Assembly Optimizations and SIMD Support
The performance of AV1 encoders relies heavily on Single Instruction, Multiple Data (SIMD) assembly optimizations. The rav1e engine, which powers librav1e, is written in Rust and contains hand-written assembly for critical, performance-intensive tasks like motion estimation, quantization, and transforms.
- x86_64 Architecture: On x86_64, librav1e leverages mature AVX2 and AVX-512 instruction sets. Because x86 SIMD optimizations have been established in the rav1e codebase for a longer time, the encoder can fully exploit the wide vector registers of modern Intel and AMD processors.
- ARM Architecture: On ARM64 (AArch64), librav1e utilizes NEON (Advanced SIMD) instructions. While NEON optimizations have improved significantly, they historically trailed the x86 AVX implementations in terms of complete coverage of the encoder’s codebase. However, recent releases have closed this gap, offering highly competitive performance on modern ARM hardware.
Raw Encoding Speed
When comparing raw encoding speed (frames per second), x86_64 processors generally hold an advantage in absolute throughput, particularly in multi-threaded server environments.

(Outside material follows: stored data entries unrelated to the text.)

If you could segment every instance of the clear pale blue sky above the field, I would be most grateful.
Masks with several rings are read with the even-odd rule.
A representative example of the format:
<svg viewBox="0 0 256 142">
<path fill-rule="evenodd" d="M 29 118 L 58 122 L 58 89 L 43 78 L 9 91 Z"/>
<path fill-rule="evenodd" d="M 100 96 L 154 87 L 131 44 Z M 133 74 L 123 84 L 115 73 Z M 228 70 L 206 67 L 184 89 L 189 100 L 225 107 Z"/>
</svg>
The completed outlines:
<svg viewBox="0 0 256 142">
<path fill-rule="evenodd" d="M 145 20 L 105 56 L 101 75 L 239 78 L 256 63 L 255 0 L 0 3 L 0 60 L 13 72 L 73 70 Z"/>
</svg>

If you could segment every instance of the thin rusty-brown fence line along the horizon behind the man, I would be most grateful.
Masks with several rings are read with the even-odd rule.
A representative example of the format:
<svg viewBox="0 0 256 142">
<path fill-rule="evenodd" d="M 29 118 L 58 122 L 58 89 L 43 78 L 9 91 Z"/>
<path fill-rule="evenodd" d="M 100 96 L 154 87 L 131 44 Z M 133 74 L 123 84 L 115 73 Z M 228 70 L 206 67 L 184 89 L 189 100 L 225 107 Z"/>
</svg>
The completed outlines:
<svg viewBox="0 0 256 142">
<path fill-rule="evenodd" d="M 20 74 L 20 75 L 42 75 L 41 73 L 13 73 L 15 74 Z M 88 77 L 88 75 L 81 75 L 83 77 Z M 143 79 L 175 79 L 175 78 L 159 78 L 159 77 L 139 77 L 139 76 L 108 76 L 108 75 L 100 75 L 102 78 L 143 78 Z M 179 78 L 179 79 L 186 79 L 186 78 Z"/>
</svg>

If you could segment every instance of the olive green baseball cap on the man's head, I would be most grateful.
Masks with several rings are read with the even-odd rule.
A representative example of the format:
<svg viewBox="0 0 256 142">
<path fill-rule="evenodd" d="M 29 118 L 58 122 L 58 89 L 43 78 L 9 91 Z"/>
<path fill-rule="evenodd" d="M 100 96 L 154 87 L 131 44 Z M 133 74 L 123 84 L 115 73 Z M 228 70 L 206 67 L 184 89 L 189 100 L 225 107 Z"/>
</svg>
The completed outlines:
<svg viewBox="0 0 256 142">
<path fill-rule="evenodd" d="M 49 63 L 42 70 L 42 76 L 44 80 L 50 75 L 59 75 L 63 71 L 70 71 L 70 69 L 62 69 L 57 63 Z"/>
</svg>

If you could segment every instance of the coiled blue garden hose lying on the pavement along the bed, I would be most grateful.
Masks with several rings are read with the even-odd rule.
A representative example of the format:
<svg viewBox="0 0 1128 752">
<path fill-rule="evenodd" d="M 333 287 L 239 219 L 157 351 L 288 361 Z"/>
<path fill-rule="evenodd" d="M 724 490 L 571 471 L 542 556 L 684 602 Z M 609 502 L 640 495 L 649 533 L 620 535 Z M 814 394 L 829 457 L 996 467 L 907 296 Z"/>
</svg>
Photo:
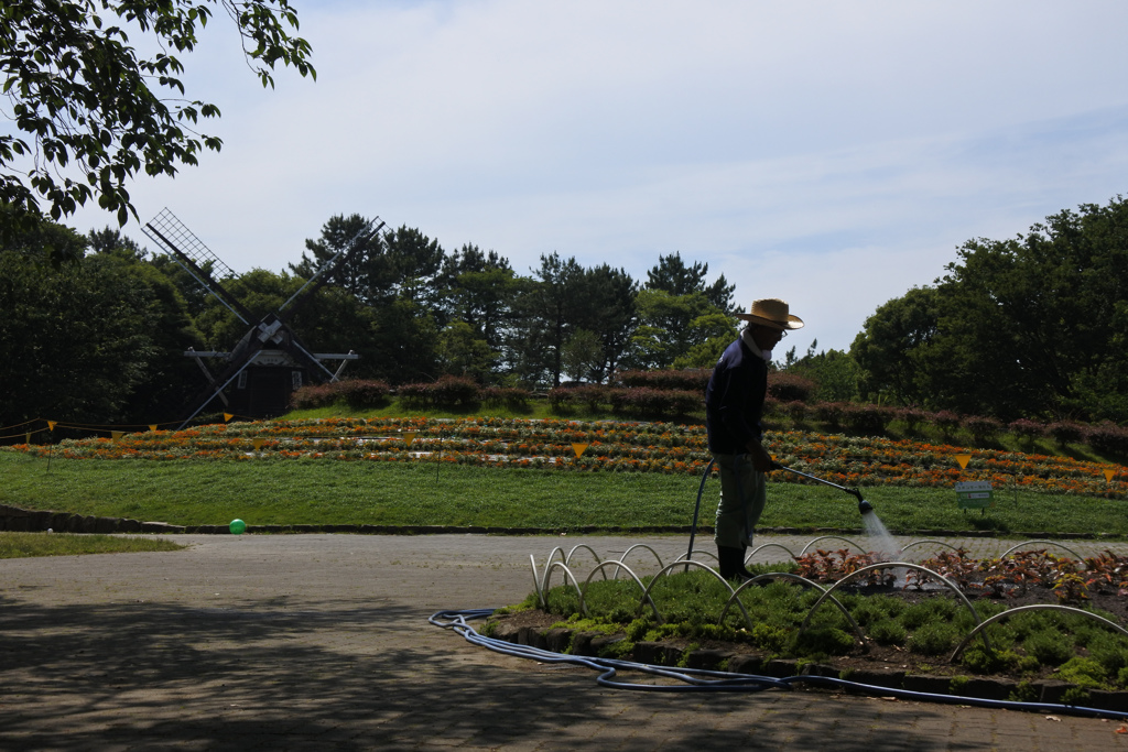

- x86_64 Performance: High-end x86_64 desktop and server CPUs benefit from high clock speeds and robust AVX-512 pipelines. In heavy multi-threaded encoding workloads, these processors can process video frames faster than current ARM counterparts, especially at higher speed presets (where fast SIMD execution is critical).
- ARM Performance: ARM processors, such as Apple’s M-series (M1/M2/M3) and AWS Graviton server chips, deliver strong single-core performance. On Apple Silicon, librav1e performs exceptionally well due to the unified memory architecture and wide execution pipelines, often rivaling mid-range x86_64 desktop processors in real-world scenarios.
Energy Efficiency and Cost-Effectiveness
While x86_64 often wins in raw speed, ARM architectures frequently outperform x86_64 in performance-per-watt and cost efficiency.
- Performance-per-Watt: ARM chips consume significantly less power than x86_64 processors during intensive video encoding tasks. For mobile devices, laptops, and edge computing, running librav1e on ARM results in longer battery life and less thermal throttling.
- Cloud Encoding Costs: In cloud computing environments (such as AWS), running librav1e workloads on ARM-based instances (like Graviton) is often more cost-effective. Even if an ARM instance takes slightly longer to complete an encode than a high-end x86_64 instance, the lower hourly cost of ARM hardware frequently results in a lower overall cost per encoded video.
Summary of the Verdict
For maximum encoding throughput where power consumption is not a constraint, x86_64 processors utilizing AVX2 and AVX-512 remain the superior choice for librav1e. However, for cloud deployment, mobile devices, and scenarios where power efficiency and cost-per-encode are the primary metrics, ARM architectures offer a highly competitive and often more economical alternative.